Vermont Pension Investment Committee

Eric Henry, the CFO of the Vermont Pension Investment Commission (VPIC) joined the House Appropriations Committee on Tuesday. He highlighted that it's important for them to be separate from the Treasurer's office to provide more transparency.

VPIC is currently comprised of three employees: one is exempt, two are not. They want to make the other two exempt also because they are at "significant risk" of loosing employees.   Classification system doesn’t work for these specialized positions because pay is noncompetitive with the private sector for similar skill sets. They would also like to add a fourth position as a classified employee as an admin person.      

The Governor has three exempt positions in his budget, they asked for a the fourth but it was taken out. To bring their staff up to 50% salary parity with their peer group would cost $350,000 over five years.
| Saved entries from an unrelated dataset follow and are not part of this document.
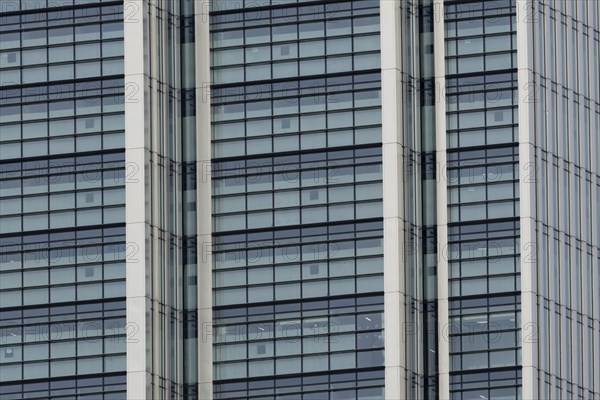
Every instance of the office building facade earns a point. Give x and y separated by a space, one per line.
62 200
263 199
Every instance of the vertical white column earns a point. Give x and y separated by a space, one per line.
204 201
442 199
393 195
528 177
137 284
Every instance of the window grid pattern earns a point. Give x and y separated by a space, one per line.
285 339
296 187
565 43
62 200
483 199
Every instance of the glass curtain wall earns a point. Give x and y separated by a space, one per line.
483 199
62 200
297 200
566 49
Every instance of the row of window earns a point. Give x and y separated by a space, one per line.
295 253
77 52
320 88
290 345
300 290
45 37
63 71
295 50
59 146
105 10
79 200
295 365
88 90
112 386
14 113
290 69
62 293
313 178
343 386
297 141
93 179
56 368
63 127
57 275
295 272
300 198
285 11
480 26
64 349
312 111
295 31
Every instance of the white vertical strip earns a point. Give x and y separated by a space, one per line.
528 178
393 195
442 199
204 202
137 284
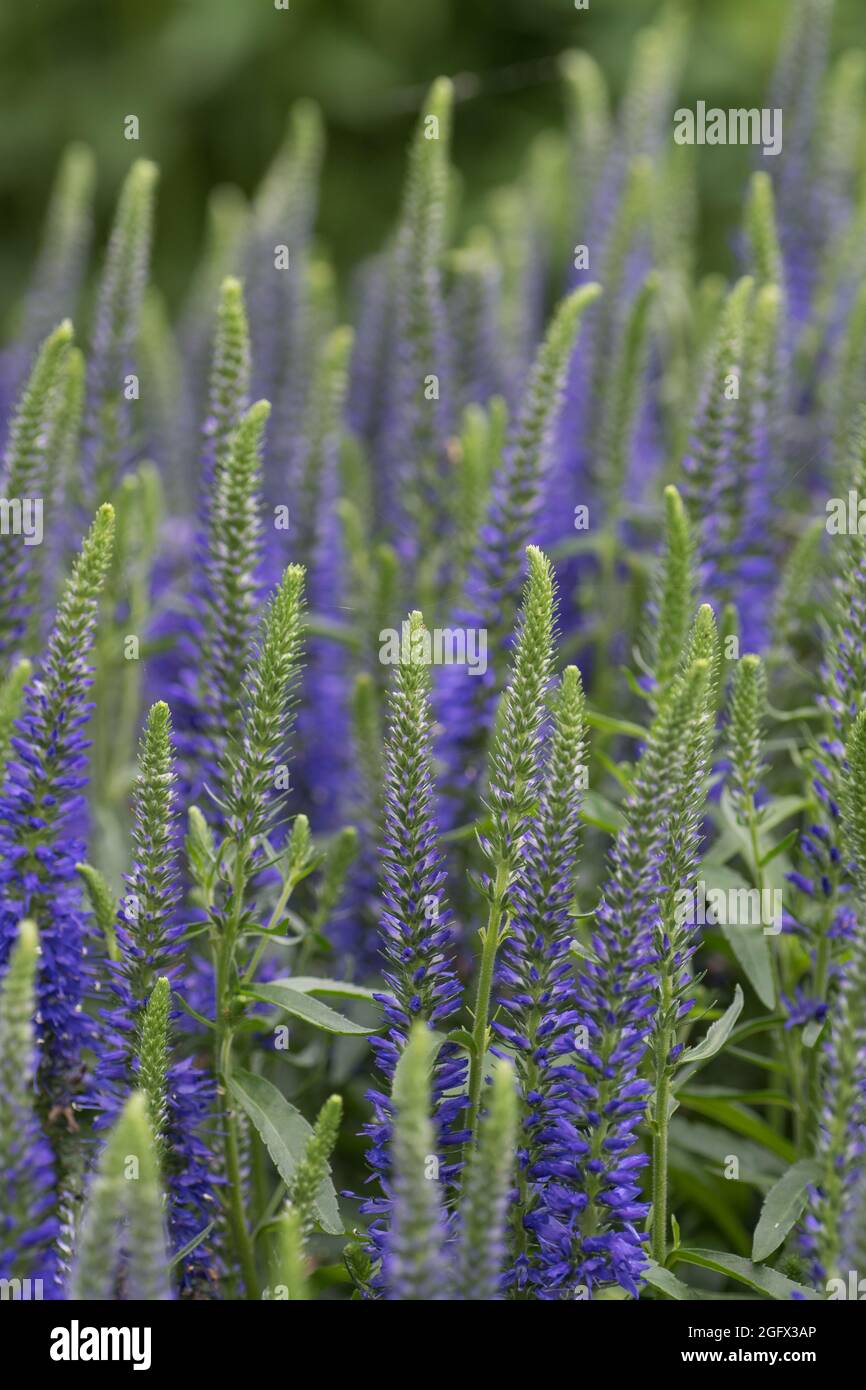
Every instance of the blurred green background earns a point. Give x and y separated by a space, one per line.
211 79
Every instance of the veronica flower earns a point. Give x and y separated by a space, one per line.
218 642
121 1250
414 925
823 875
150 945
588 1219
63 255
419 406
24 476
41 812
107 434
833 1232
28 1222
323 720
474 313
730 469
275 268
534 973
414 1254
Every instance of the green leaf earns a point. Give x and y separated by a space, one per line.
742 1122
608 724
284 1133
748 943
716 1034
758 1166
811 1032
307 1008
337 988
662 1279
783 1207
784 844
754 1276
601 812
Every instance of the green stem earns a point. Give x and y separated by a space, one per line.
231 1148
659 1139
489 945
822 977
241 1235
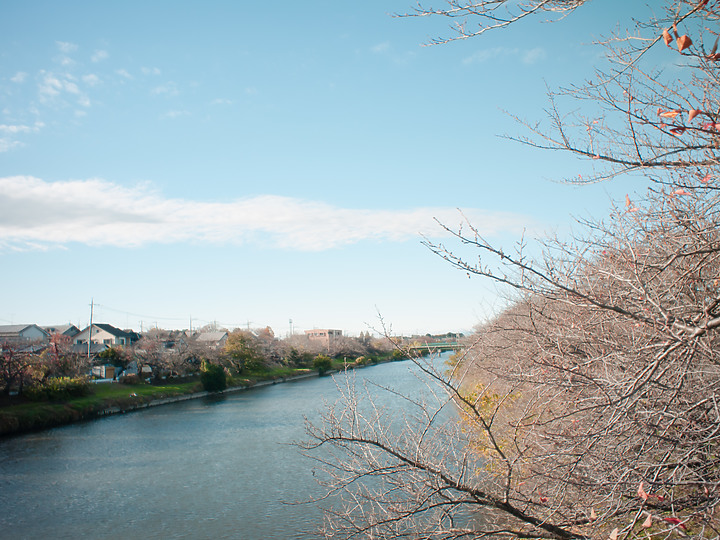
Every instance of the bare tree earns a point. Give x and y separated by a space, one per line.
589 407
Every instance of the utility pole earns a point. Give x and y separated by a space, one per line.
92 305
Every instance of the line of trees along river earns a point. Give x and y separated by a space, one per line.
209 468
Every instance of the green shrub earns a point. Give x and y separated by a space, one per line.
213 377
59 389
322 363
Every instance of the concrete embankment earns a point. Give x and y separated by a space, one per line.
58 415
196 395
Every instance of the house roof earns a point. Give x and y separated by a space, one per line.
14 330
62 329
211 336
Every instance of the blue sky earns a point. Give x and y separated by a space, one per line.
255 162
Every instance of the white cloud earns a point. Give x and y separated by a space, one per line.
11 132
91 79
19 77
96 212
528 56
168 89
99 56
175 114
66 47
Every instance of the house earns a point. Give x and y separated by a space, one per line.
22 333
104 372
107 335
323 335
212 340
69 330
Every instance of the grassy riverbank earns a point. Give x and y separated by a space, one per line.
19 415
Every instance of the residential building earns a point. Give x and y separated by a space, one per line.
22 333
323 335
69 330
213 340
107 335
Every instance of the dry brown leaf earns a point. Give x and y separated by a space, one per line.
683 42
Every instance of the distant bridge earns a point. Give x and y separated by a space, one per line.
441 346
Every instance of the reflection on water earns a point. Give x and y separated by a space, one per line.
219 467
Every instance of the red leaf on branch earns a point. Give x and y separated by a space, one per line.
667 38
683 42
676 521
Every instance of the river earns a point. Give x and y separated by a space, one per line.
217 467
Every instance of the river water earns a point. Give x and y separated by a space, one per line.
219 467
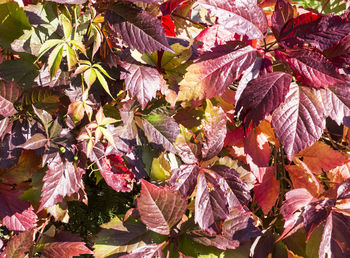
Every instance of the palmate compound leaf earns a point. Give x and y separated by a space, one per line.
16 215
313 68
335 238
218 190
138 28
161 130
142 82
298 122
160 208
9 94
62 179
244 17
262 96
215 71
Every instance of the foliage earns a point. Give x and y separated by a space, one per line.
177 128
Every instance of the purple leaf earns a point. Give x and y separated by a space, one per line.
262 96
335 238
9 94
184 179
298 122
160 208
16 215
336 101
62 179
142 82
216 70
314 69
244 17
138 28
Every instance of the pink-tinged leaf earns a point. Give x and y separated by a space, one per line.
9 94
266 193
116 174
214 129
239 226
320 31
314 69
320 158
142 82
64 244
147 251
35 142
295 201
302 177
161 130
298 122
262 96
335 238
169 6
160 208
244 17
336 101
19 245
283 13
184 179
16 215
258 151
215 71
139 29
62 179
214 36
211 206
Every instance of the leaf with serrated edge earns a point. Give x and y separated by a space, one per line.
160 208
298 122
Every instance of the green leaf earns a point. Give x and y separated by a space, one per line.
55 59
103 82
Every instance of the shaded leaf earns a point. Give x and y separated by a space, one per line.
138 28
160 208
244 17
142 82
215 71
298 122
267 192
262 96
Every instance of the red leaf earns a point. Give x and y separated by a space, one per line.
16 215
314 69
138 28
214 36
116 174
168 25
160 208
62 179
142 82
320 158
298 122
262 96
244 17
267 191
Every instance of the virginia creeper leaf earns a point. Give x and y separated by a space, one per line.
262 96
298 122
160 208
139 29
244 17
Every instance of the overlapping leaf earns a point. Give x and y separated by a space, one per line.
139 29
262 96
298 122
160 208
244 17
215 71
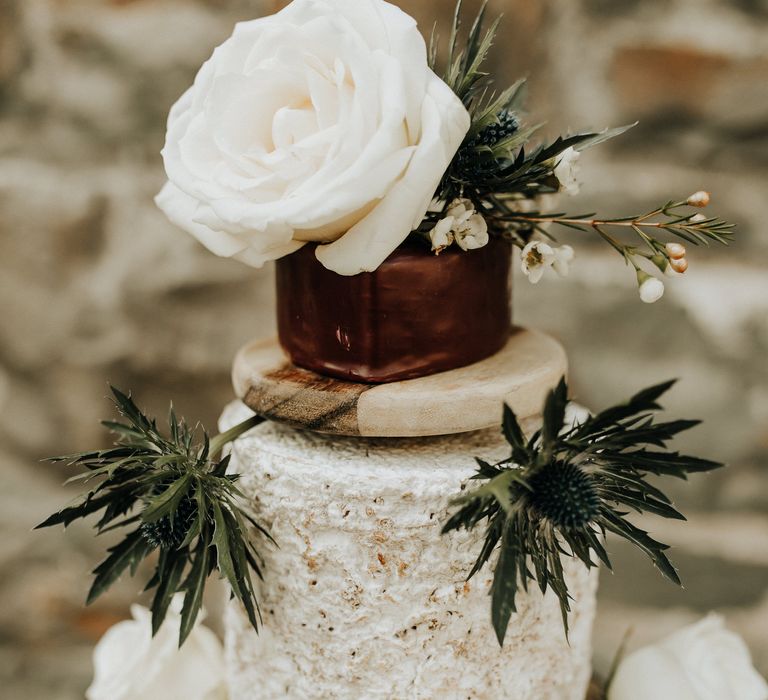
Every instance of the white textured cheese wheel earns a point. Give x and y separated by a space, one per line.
365 599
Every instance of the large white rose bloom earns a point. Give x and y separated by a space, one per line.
320 123
129 664
704 661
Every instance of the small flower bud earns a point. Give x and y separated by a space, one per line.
675 250
651 288
660 261
699 199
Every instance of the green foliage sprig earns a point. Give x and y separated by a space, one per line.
175 497
563 489
500 170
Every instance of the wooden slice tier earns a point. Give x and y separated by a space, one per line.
461 400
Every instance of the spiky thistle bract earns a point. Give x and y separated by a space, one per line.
174 496
562 490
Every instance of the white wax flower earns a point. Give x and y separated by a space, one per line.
442 236
704 661
651 290
538 256
320 123
129 664
564 256
567 171
462 224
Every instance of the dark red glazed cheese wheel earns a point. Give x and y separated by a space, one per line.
416 315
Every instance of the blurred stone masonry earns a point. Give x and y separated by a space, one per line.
96 287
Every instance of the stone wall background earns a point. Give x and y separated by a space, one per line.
96 287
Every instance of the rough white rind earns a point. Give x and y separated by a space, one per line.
365 599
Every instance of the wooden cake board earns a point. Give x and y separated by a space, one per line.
461 400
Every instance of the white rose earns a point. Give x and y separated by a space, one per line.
129 664
702 662
320 123
567 171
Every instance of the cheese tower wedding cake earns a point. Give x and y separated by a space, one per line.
402 500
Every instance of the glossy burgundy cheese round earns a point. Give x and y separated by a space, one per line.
416 315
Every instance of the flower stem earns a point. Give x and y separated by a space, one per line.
218 442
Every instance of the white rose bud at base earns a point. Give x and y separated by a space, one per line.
320 123
702 662
129 664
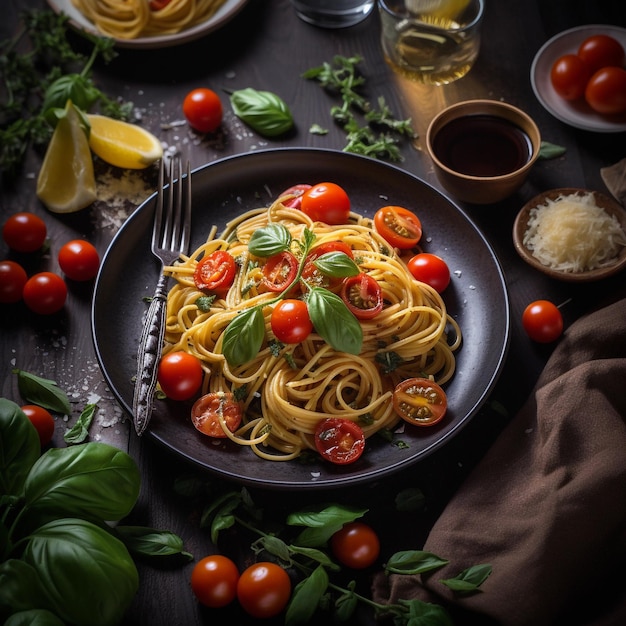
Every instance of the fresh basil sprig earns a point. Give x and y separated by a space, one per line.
263 111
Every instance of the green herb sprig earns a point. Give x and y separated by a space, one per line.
371 131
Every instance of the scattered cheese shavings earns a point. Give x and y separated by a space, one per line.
573 234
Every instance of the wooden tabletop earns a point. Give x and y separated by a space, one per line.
268 48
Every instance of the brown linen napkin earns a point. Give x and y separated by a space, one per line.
546 507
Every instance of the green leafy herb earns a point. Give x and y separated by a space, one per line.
80 431
42 392
263 111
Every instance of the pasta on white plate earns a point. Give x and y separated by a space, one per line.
286 389
130 19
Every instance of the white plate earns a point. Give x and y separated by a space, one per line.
225 13
578 114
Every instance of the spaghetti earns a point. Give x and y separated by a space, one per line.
129 19
287 389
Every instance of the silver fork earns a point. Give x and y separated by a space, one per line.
170 239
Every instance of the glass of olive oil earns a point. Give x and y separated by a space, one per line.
431 41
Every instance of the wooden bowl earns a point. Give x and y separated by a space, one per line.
612 207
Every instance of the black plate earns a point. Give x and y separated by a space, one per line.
476 298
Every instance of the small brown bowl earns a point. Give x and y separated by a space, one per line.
520 226
482 150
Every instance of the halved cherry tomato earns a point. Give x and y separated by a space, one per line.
542 321
326 202
13 277
279 272
569 75
363 296
600 51
297 190
215 272
179 375
400 227
264 589
313 276
43 422
430 269
356 545
290 321
24 232
420 401
208 412
202 108
45 293
340 441
214 581
606 91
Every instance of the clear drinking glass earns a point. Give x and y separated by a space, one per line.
431 41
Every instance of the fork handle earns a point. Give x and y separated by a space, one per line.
148 356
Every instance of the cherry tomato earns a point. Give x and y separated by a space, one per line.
179 375
207 411
79 260
202 108
420 401
290 321
569 76
606 91
264 589
600 51
214 581
297 190
279 271
41 419
24 232
13 277
45 293
430 269
326 202
400 227
356 545
340 441
363 296
215 272
542 321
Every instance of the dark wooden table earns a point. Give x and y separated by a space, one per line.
267 47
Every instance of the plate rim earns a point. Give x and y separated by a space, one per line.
605 127
332 481
224 14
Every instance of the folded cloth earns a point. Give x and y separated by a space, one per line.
546 507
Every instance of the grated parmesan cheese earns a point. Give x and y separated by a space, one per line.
573 234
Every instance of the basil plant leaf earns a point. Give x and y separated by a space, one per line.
269 240
337 265
82 566
19 447
334 322
243 337
87 480
263 111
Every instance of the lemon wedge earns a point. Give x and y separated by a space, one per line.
123 144
66 181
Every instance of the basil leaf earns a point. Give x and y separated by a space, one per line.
470 579
80 431
413 562
269 240
42 392
337 265
243 337
263 111
19 447
334 322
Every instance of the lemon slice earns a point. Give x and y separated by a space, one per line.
66 182
123 144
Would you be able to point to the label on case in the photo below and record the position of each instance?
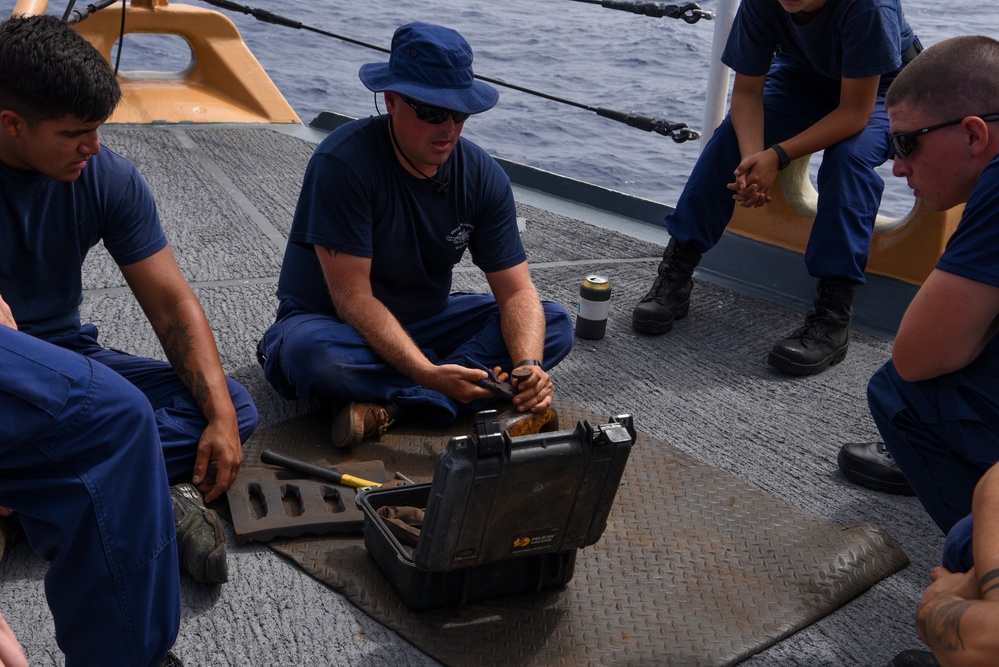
(541, 539)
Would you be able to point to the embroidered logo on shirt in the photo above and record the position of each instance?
(460, 236)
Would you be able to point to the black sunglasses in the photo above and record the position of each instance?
(434, 115)
(904, 143)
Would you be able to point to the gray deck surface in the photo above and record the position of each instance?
(226, 198)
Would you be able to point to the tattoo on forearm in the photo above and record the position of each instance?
(942, 627)
(177, 344)
(989, 582)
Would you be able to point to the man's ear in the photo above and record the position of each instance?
(391, 101)
(978, 136)
(11, 123)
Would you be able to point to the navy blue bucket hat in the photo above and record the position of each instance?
(431, 64)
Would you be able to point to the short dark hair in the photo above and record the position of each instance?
(48, 71)
(957, 77)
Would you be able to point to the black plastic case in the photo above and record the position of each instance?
(503, 515)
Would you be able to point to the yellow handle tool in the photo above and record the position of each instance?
(313, 470)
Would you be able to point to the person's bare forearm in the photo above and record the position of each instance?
(386, 336)
(190, 348)
(960, 632)
(985, 543)
(523, 321)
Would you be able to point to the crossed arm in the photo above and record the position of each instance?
(348, 278)
(182, 328)
(959, 614)
(946, 327)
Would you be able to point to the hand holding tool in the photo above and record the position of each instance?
(500, 388)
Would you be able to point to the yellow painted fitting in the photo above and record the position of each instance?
(224, 82)
(905, 248)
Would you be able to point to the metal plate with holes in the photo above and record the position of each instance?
(268, 502)
(695, 567)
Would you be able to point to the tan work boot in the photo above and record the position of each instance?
(357, 421)
(200, 540)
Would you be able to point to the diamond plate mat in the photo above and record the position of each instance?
(695, 567)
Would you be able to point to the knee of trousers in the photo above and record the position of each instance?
(559, 335)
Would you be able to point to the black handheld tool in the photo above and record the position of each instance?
(313, 470)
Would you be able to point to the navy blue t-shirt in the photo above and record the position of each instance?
(47, 227)
(849, 39)
(972, 251)
(358, 199)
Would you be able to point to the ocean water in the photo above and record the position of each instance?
(576, 51)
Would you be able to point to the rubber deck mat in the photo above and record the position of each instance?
(695, 567)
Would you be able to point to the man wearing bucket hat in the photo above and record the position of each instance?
(367, 320)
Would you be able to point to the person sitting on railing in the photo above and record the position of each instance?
(389, 206)
(934, 402)
(61, 194)
(810, 76)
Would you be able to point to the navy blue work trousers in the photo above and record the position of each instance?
(82, 467)
(318, 357)
(943, 435)
(849, 187)
(178, 417)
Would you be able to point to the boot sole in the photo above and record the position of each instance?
(656, 327)
(792, 368)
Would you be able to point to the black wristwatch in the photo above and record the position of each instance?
(782, 157)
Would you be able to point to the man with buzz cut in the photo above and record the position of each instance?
(367, 321)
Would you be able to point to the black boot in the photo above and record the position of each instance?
(824, 339)
(669, 298)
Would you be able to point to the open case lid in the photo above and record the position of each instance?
(495, 497)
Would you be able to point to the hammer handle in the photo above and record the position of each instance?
(313, 470)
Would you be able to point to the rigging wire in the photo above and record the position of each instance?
(690, 12)
(678, 132)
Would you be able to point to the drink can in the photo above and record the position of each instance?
(594, 306)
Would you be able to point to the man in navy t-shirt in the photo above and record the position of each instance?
(810, 75)
(389, 205)
(91, 438)
(934, 401)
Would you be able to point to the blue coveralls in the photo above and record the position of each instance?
(944, 432)
(179, 421)
(853, 38)
(47, 228)
(83, 469)
(318, 356)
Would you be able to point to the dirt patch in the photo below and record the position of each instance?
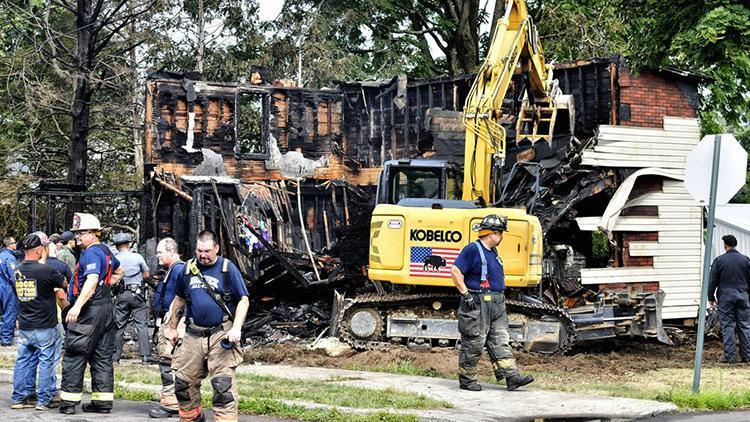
(612, 359)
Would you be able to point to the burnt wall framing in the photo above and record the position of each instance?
(48, 208)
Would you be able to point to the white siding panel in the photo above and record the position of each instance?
(603, 162)
(642, 149)
(677, 254)
(679, 312)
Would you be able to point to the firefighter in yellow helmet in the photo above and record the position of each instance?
(90, 335)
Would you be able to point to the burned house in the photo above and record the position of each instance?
(288, 175)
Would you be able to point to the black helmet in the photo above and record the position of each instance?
(494, 222)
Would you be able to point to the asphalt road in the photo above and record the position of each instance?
(124, 411)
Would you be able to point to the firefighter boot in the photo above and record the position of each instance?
(515, 381)
(471, 387)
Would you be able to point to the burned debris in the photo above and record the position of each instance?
(288, 177)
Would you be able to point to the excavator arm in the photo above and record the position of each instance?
(515, 44)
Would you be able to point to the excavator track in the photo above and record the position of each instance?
(384, 304)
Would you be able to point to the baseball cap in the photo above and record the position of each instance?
(34, 240)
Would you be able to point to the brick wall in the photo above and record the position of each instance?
(647, 98)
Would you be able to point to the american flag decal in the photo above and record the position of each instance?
(432, 262)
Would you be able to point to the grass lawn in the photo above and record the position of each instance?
(722, 388)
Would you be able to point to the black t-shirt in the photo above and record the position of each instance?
(35, 287)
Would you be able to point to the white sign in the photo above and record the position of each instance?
(732, 169)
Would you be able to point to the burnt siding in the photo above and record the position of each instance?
(591, 87)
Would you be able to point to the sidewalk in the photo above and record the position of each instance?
(491, 404)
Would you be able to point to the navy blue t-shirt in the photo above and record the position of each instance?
(93, 261)
(470, 264)
(203, 309)
(165, 290)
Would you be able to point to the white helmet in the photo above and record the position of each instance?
(83, 221)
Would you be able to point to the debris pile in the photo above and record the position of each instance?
(287, 322)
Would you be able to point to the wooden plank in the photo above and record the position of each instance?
(601, 162)
(674, 250)
(634, 157)
(679, 312)
(680, 301)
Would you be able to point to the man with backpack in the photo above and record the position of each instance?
(214, 293)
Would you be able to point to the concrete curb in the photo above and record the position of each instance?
(491, 404)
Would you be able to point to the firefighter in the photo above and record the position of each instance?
(131, 298)
(8, 300)
(482, 318)
(729, 279)
(166, 253)
(214, 293)
(90, 335)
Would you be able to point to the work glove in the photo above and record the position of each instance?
(469, 302)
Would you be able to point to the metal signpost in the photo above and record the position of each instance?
(721, 187)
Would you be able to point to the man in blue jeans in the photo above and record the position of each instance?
(8, 302)
(38, 334)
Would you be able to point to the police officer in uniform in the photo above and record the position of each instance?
(482, 318)
(168, 256)
(131, 298)
(90, 335)
(214, 292)
(730, 275)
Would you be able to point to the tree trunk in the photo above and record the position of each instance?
(201, 37)
(134, 103)
(463, 50)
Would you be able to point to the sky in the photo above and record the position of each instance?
(269, 9)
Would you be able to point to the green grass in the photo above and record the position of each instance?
(265, 395)
(706, 400)
(402, 367)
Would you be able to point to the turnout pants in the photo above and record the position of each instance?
(90, 340)
(128, 303)
(485, 325)
(734, 314)
(201, 356)
(165, 351)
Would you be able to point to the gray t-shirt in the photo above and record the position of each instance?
(134, 266)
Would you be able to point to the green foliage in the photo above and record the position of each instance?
(710, 37)
(600, 247)
(403, 367)
(580, 29)
(706, 400)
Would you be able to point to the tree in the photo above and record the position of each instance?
(580, 29)
(710, 37)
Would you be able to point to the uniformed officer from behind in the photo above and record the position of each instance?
(482, 318)
(90, 335)
(730, 275)
(168, 256)
(214, 292)
(131, 298)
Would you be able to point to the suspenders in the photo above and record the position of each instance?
(484, 283)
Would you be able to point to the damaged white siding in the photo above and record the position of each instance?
(677, 255)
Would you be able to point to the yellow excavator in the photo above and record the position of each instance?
(427, 210)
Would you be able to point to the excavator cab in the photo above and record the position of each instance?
(418, 179)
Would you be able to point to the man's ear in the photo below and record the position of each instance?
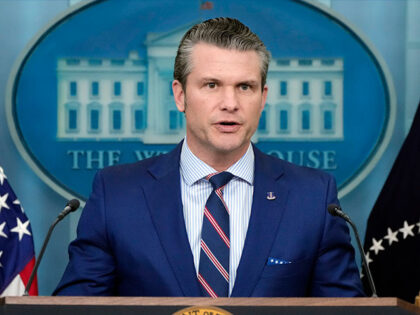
(179, 95)
(264, 97)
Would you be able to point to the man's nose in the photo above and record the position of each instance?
(230, 101)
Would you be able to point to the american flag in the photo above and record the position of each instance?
(17, 256)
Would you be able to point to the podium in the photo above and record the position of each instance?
(161, 305)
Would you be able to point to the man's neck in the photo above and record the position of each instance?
(220, 161)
There were questions from the Committee about the currently projected 7% rate of return (actual returns were negative last year). Henry warned that current legislation may impact that projected return amount and would create a shift in what VPIC does. They have significant concerns with Senate bill on divestiture. Lowering the expected rate of return to just 6.5% will cost $50M per year. Divestment would prevent VPIC from investing private equity funds, which is one of the ways they have been able to maintain that relatively high ROI.

Another bill was introduced to raise the CPI for teachers, which would also have an impact. Cost of Living adjustments have a significant impact if the actuaries don’t predict inflation rate correctly.